For one thing, they noted, the DD-21 is still in the early planning
stages, while the F-22 fighter, MV-22 Osprey tiltrotor and Joint
Strike Fighter are already flying.
Also, some analysts have argued that the DD-21 is unnecessary.
Navy Vice Adm. Arthur Cebrowski, president of the Naval War College
in Newport, R.I., has proposed instead to build a class of small,
heavily-armed ships called "street fighter," capable of
speeds up to 60 knots. That is twice the planned speed of the DD-21.
Such a ship, Cebrowksi said, would operate better in offshore waters
than the DD-21.
Submarine advocates, such as Sen. Joseph Lieberman, D-Conn., have
proposed giving the land-attack mission to Trident ballistic-missile
submarines. They have suggested refitting four of them, which are
headed for retirement, with Tomahawk cruise missiles, which can
fire as far as 1,000 miles inland.
Retired Navy Rear Adm. Eugene Carroll, vice president of the Center
For Defense Information, of Washington, D.C., questions the value
of electric drive technology. "I have yet to be sold on it,"
he told National Defense. It seems to him, the former aviator said,
that electric drive simply puts one more step "between the
power and the screws."
Carroll also has deep reservations about DD-21, which he describes
as "simply the Navy’s means of competing with the Air
Force for the deep-strike mission."
The Navy "no longer has to fight for control of the sea,"

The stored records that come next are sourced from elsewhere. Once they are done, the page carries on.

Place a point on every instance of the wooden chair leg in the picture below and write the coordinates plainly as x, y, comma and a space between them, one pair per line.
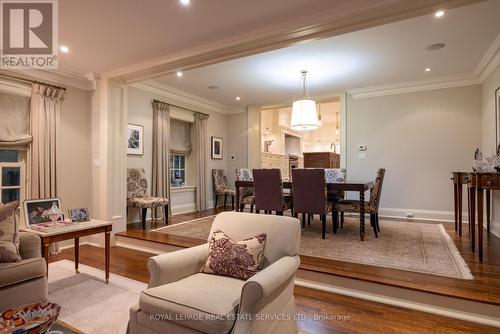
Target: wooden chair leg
143, 221
323, 226
166, 214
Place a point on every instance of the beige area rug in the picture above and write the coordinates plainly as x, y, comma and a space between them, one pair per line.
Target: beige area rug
418, 247
89, 304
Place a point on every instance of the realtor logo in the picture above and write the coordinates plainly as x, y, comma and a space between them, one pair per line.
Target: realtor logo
29, 34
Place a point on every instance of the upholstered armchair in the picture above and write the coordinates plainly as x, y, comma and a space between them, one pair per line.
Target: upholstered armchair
221, 188
180, 299
138, 195
247, 196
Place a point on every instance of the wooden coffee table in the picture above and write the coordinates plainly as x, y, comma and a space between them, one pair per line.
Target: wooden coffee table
75, 232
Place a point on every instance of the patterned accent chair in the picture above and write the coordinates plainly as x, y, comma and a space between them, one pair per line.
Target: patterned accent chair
371, 206
247, 196
194, 302
221, 187
138, 196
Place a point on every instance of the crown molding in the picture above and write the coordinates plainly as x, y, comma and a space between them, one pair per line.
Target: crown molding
64, 78
184, 99
414, 86
490, 60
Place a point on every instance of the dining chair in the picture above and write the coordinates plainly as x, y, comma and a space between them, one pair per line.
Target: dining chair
221, 188
268, 189
371, 207
309, 195
138, 195
246, 193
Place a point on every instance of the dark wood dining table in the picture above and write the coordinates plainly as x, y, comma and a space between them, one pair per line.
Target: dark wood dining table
357, 186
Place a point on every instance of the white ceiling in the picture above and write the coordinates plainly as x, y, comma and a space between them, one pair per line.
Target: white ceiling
105, 35
386, 54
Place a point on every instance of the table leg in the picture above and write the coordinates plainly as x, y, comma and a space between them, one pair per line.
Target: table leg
362, 215
480, 208
45, 254
455, 204
77, 254
237, 199
472, 192
488, 209
459, 207
107, 253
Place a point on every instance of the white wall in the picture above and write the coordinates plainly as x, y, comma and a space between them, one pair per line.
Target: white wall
420, 138
488, 87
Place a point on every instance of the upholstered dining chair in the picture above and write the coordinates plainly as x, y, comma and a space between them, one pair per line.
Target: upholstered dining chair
246, 194
269, 194
221, 188
309, 194
371, 207
138, 196
181, 299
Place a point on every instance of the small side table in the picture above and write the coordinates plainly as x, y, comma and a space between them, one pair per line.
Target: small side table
75, 232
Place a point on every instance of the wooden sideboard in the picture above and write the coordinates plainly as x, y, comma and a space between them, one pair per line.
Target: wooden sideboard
321, 160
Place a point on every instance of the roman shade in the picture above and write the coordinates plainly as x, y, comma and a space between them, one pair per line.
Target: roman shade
14, 120
180, 137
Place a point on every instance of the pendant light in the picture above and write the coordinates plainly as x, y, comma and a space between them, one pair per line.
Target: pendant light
304, 114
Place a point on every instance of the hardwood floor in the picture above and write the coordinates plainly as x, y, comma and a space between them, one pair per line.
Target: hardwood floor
485, 287
318, 312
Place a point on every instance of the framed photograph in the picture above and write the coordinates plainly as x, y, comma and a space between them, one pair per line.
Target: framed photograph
35, 210
79, 215
135, 139
217, 148
497, 117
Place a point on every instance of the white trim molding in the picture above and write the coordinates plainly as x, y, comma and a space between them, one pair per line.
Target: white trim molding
414, 86
184, 99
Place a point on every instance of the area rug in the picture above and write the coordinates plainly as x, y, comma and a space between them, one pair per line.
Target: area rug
417, 247
87, 303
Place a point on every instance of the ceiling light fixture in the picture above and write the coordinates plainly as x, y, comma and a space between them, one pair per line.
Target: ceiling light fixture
304, 113
439, 13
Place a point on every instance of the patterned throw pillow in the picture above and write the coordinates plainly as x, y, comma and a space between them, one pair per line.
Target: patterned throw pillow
241, 259
9, 233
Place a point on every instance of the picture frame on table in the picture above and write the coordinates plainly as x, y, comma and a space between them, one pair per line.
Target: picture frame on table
79, 215
135, 139
35, 210
216, 151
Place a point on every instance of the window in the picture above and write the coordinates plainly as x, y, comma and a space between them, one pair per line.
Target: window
177, 170
12, 179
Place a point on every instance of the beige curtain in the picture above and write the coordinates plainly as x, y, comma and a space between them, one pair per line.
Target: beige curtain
45, 116
200, 125
160, 186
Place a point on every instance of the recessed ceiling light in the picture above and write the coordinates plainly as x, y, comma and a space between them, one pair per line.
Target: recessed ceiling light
435, 46
439, 13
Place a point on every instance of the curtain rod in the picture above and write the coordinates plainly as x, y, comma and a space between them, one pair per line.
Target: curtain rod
32, 81
174, 105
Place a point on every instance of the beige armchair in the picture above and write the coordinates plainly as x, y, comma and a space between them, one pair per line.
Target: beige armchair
24, 282
180, 299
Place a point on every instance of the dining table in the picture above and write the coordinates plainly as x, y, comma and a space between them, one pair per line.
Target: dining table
355, 186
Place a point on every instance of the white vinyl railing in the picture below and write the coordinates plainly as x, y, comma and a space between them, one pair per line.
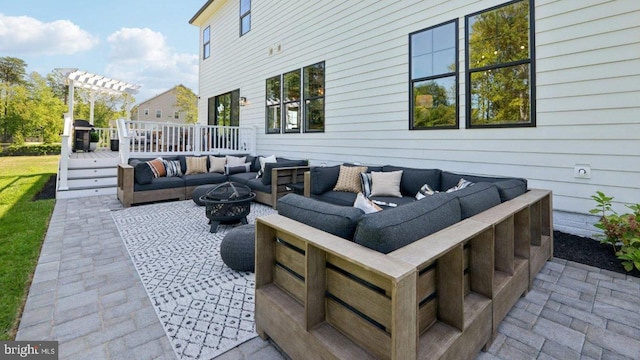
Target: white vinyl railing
144, 138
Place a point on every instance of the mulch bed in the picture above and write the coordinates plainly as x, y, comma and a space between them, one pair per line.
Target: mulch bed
587, 251
48, 191
566, 246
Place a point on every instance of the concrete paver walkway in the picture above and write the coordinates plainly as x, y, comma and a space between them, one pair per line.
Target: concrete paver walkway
86, 294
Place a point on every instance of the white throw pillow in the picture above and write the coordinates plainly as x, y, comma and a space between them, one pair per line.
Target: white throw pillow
386, 183
217, 164
235, 160
365, 204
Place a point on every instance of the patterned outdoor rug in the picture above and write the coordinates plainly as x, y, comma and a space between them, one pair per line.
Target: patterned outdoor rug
205, 307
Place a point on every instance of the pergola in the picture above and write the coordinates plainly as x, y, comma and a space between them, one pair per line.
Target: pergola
85, 80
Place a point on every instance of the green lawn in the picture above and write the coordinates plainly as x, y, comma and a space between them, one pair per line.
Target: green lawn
23, 225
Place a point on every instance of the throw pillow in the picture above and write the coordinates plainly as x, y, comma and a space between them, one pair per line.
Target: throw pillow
425, 191
386, 183
235, 160
157, 167
217, 164
196, 165
349, 179
461, 185
264, 160
365, 182
365, 204
236, 169
172, 167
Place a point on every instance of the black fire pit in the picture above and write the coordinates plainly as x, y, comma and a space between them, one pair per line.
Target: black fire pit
227, 203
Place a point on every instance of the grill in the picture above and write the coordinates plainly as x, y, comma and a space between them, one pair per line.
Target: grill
227, 203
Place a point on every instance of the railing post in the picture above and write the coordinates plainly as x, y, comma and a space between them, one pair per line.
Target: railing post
65, 151
197, 139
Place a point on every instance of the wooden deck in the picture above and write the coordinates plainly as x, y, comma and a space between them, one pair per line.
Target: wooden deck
98, 154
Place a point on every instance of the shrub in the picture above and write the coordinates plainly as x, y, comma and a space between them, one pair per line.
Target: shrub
620, 231
30, 150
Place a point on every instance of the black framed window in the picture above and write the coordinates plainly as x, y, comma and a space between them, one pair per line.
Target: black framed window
206, 42
273, 106
291, 101
434, 77
224, 109
500, 86
313, 95
245, 16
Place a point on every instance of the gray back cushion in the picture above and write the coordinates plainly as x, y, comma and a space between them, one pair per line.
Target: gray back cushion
449, 179
334, 219
413, 179
510, 189
394, 228
476, 198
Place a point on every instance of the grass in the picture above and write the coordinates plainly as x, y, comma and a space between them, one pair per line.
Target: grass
23, 225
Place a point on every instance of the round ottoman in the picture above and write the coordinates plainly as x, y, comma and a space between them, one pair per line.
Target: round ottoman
238, 248
201, 190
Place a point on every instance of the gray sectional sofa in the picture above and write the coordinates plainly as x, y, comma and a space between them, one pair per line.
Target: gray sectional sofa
136, 183
428, 279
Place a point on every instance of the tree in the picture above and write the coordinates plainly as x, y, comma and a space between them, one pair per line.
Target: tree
187, 102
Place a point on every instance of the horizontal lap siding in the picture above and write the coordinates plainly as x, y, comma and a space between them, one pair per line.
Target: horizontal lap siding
588, 90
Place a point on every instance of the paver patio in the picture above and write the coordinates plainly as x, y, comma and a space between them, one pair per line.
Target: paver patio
86, 294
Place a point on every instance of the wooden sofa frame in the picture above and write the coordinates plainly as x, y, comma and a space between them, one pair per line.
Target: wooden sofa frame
319, 296
280, 178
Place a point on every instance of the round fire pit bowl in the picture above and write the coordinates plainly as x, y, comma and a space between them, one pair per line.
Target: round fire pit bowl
227, 203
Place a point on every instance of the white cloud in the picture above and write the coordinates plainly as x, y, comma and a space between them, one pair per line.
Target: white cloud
26, 35
142, 56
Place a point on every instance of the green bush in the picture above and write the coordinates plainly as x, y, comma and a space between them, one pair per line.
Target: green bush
94, 136
31, 150
620, 231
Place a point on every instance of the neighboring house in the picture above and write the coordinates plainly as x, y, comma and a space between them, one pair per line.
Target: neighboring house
396, 82
160, 108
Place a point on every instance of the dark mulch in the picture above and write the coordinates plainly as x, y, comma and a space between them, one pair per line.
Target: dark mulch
48, 191
566, 246
587, 251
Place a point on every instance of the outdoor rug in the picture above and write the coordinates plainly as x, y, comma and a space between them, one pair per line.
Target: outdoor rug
205, 307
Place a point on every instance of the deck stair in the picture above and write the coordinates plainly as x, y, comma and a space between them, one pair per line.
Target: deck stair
89, 177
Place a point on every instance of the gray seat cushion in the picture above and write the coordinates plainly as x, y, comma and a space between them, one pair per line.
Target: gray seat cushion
160, 183
342, 198
394, 228
337, 220
203, 179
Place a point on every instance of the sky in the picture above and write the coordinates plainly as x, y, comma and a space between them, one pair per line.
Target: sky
144, 42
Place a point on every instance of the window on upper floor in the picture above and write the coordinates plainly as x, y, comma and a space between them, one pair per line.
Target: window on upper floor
313, 97
293, 94
434, 77
273, 106
291, 101
245, 16
500, 68
206, 42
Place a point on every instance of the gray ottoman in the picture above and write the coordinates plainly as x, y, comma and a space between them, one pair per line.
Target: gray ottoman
238, 248
201, 190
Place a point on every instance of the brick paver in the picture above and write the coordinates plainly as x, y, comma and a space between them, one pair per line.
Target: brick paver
86, 294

Carroll said. "There’s nobody out there to fight any
more."
Navy officials, at press time, said they continue to support development
of DD-21. The fiscal year 2002 budget request that the Navy plans
to submit to Defense Secretary Donald H. Rumsfeld "contains
full funding for DD-21," according to Jon Walman, head of public
affairs for the Program Executive Office for Surface Strike, in
Arlington, Va.
At the recent Surface Navy Association meeting, Navy Chief of Naval
Operations Adm. Vern Clark renewed his commitment to the ship. "I
want what DD-21 brings to us, and we need it," he told the
audience.
Particularly attractive to the Navy is the Blue Team claim that
its design will reduce operations and support costs for the ship
by 42 percent.
"That’s billions and billions of dollars that the Navy
and the taxpayer can use for other purposes," said Mike Hughes,
a Lockheed Martin vice president.
For the time being, all that those involved in the DD-21 project
can do is wait until the Bush administration’s 2002 budget
request is released, perhaps as late as April, to see what happens.
"It probably depends on what the CNO wants to do," said
Pease. "It all depends on the bottom line. Given a blank check,
this is a super program. It needs real leadership."